Voici le texte de ma chronique publiée le 6 novembre 2017
En cette fin octobre 2017, le monde chrétien célèbre le cinq centième anniversaire de la Réforme : en 1517, Luther engageait – sans le savoir – un mouvement de restructuration profonde du christianisme, qui allait donner naissance au protestantisme. Ce surgissement spirituel allait aussi être au cœur des conflits qui embrasèrent le monde occidental pendant des décennies.
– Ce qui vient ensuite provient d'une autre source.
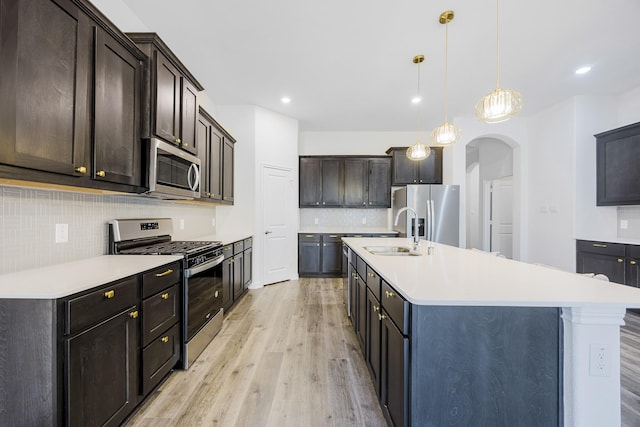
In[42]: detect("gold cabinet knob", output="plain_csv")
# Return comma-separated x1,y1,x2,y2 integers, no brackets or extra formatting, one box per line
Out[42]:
206,192,211,197
104,290,115,299
618,258,624,263
155,269,174,277
210,193,215,198
378,313,387,320
161,336,169,343
75,166,87,174
96,170,106,177
176,138,181,144
373,305,379,312
182,142,188,148
368,273,375,278
385,290,395,298
161,293,170,300
129,310,139,319
631,260,637,266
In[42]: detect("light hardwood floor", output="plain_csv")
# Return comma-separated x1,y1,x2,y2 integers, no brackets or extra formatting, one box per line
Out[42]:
127,278,640,427
125,278,386,427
Pour faire taire les oppositions, l’Europe choisit la voie d’une identité entre le monopole politique et le monopole religieux, selon la maxime cujus regio, ejus religio. La Paix de Westphalie segmenta les territoires, la France révoqua l’édit de Nantes – l’unité religieuse interne se réalisant de force et par les persécutions. Les intolérances multiples et les répressions de tous ordres motivèrent les exodes divers (du Refuge des Huguenots français aux départs nombreux de « dissidents » vers l’Amérique). Elles suscitèrent aussi les plus grands textes sur la liberté et la tolérance (dont celui de Voltaire sur l’affaire Calas).
Cette mémoire religieuse a profondément marqué la France (guerres de religion, Saint-Barthélémy, assassinat d’un roi…). Elle contribue peut-être à expliquer que la laïcité y ait été en pratique accompagnée d’interventionnisme public (jusque dans les efforts récents de neutralisation de l’espace public ou de création du Conseil français du culte musulman) : en repoussant le religieux, le monopole public a travaillé à forcer la paix civile.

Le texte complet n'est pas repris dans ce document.